Code
library(simstudy)
library(ggsankey); library(ggalluvial)
library(likert); library(patchwork)
library(gt); library(gtsummary)
library(flextable)
library(thekidsbiostats) # install with remotes::install_github("The-Kids-Biostats/thekidsbiostats")Dr Matt Cooper and Zac Dempsey
October 14, 2024
Likert scale variables (and hence data) are widely utilised in research—they are useful for getting participants to rate things, or to provide an average quantity as a response in situations where asking for the exact quantity may be problematic. How can asking for an exact quantity be problematic? Well, consider the example below that relates to how much water one drinks per day. Very few people drink the exact same amount of water each day, so asking participants “How many (250ml) glasses of water do you drink per day” and getting a response of “3” is typically pointless—there is likely substantial measurement error, and if they drank 3 glasses yesterday (anomaly or otherwise) but 4 glasses the day before, is the response of 3 not just outright incorrect?
What is presented below is nothing ground breaking. We went in search of a concise, succinct, and accurate way to display (specifically) “pre/post” Likert data, and this is where we are currently at.
Firstly, some definitions. There are two main types of Likert data. We are going to refer to them as “ordinal” and “bidirectional”.

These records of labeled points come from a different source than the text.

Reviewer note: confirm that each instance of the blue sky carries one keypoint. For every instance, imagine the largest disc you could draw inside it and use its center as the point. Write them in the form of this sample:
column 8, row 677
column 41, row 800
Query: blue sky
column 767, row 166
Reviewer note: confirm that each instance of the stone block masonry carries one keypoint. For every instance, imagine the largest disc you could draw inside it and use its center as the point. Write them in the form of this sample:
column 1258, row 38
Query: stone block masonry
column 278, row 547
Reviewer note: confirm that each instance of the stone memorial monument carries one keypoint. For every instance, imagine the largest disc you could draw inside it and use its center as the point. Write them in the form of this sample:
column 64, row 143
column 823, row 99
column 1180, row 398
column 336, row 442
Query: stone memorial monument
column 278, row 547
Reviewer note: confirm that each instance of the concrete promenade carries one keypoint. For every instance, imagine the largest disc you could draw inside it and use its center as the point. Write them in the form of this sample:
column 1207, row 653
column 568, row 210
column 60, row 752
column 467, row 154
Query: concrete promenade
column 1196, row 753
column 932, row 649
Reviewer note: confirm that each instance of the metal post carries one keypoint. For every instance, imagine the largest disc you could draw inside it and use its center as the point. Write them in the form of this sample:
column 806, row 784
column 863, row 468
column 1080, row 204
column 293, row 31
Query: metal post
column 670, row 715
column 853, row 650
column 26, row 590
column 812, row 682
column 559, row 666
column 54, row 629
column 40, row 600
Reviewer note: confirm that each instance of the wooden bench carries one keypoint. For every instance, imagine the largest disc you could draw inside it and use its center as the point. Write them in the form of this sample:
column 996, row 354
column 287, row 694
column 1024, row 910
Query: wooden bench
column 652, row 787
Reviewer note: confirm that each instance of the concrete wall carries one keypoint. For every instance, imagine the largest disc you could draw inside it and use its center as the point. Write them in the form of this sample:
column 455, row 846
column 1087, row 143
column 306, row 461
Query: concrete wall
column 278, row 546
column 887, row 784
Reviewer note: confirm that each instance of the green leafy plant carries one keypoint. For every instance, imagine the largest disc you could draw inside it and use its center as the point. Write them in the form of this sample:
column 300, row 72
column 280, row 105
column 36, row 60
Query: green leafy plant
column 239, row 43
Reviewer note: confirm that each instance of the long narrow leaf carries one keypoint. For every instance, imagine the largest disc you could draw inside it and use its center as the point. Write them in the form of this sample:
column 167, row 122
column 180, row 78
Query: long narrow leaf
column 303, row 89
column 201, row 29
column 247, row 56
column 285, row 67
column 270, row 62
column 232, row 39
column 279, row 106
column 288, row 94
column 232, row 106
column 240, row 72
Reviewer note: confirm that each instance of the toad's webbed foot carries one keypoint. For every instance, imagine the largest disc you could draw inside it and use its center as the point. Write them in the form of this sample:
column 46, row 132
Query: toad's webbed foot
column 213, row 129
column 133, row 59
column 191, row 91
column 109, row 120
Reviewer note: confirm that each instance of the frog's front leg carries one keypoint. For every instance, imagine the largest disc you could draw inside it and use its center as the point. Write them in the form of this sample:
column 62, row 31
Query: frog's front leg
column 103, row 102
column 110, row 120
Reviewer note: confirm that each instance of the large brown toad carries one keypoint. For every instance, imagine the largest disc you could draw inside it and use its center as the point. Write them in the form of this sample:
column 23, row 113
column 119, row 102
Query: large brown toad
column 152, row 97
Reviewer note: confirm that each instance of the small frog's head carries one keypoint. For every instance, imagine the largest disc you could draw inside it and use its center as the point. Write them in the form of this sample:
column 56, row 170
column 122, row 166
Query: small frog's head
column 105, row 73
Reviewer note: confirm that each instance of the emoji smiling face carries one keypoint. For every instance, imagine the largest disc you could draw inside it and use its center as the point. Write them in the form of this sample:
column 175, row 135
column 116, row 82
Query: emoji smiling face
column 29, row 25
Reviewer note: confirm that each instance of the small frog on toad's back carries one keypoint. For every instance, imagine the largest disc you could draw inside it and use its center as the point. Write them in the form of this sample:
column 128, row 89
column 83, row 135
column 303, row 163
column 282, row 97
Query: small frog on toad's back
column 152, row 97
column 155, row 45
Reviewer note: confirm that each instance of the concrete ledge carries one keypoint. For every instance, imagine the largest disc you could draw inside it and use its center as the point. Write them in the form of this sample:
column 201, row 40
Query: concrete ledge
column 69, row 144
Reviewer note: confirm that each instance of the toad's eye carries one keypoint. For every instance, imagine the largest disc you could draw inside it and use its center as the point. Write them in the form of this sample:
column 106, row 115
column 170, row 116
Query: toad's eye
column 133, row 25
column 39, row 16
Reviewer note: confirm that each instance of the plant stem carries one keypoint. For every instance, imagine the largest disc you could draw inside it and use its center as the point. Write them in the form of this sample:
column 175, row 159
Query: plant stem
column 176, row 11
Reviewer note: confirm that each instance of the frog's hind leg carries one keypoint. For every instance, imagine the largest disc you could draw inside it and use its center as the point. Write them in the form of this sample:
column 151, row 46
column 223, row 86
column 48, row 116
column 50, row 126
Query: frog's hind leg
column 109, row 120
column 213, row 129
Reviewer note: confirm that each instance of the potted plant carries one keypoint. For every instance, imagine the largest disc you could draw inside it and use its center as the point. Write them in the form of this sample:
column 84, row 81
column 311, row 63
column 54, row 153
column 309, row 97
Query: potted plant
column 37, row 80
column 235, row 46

Ordinal Likert data (sometimes called unipolar Likert data, or interval Likert data) involves category responses that have some natural order (decreasing/increasing) to them, the width of categories and the distance between categories are not necessarily consistent, and the categories often represent a underlying continuous scale that has been ‘binned’ (into the Likert categories).

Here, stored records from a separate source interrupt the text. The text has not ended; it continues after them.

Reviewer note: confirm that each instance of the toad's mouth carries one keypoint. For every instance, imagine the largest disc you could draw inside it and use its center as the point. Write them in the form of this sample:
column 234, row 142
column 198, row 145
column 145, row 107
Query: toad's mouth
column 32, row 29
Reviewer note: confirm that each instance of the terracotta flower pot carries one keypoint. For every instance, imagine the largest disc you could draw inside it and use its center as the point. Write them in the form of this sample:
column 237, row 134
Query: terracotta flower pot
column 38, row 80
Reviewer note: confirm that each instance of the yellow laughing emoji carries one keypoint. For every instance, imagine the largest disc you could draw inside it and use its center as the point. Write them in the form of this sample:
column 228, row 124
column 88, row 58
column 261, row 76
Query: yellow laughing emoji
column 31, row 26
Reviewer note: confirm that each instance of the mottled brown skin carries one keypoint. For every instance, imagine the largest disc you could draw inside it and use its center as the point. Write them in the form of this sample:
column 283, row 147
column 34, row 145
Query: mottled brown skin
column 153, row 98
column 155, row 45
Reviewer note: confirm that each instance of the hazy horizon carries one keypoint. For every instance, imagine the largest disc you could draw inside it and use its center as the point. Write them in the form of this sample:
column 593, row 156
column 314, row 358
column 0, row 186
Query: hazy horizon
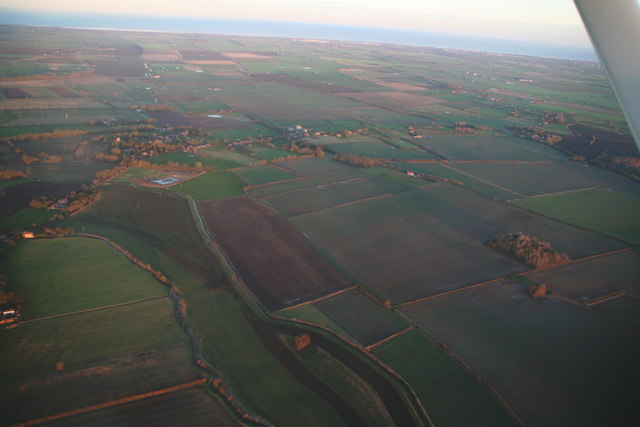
column 248, row 27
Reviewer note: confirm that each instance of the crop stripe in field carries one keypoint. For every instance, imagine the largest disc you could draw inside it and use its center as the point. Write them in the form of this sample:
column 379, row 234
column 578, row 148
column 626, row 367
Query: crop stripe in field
column 121, row 401
column 351, row 202
column 358, row 178
column 606, row 298
column 389, row 338
column 575, row 261
column 253, row 187
column 483, row 181
column 454, row 291
column 468, row 368
column 90, row 310
column 319, row 299
column 560, row 192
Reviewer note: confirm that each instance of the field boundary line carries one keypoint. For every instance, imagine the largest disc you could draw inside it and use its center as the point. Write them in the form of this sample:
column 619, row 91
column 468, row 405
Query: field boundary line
column 90, row 310
column 351, row 202
column 389, row 338
column 575, row 190
column 469, row 369
column 121, row 401
column 357, row 178
column 454, row 291
column 322, row 298
column 606, row 298
column 253, row 187
column 483, row 181
column 575, row 261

An example. “How many glasses of water do you typically drink per day?” with response options:
Birectional Likert data (sometimes called bipolar Likert data) involves category responses that have a natural order with responses from two opposing directions—typically negative responses and positive responses—around a central (or neutral) point.
An example. “The amount of reading I do influences how much reading my child does?” with response options:
We’ll return to bidirectional Likert data in a future post, for now we will look at ordinal Likert data.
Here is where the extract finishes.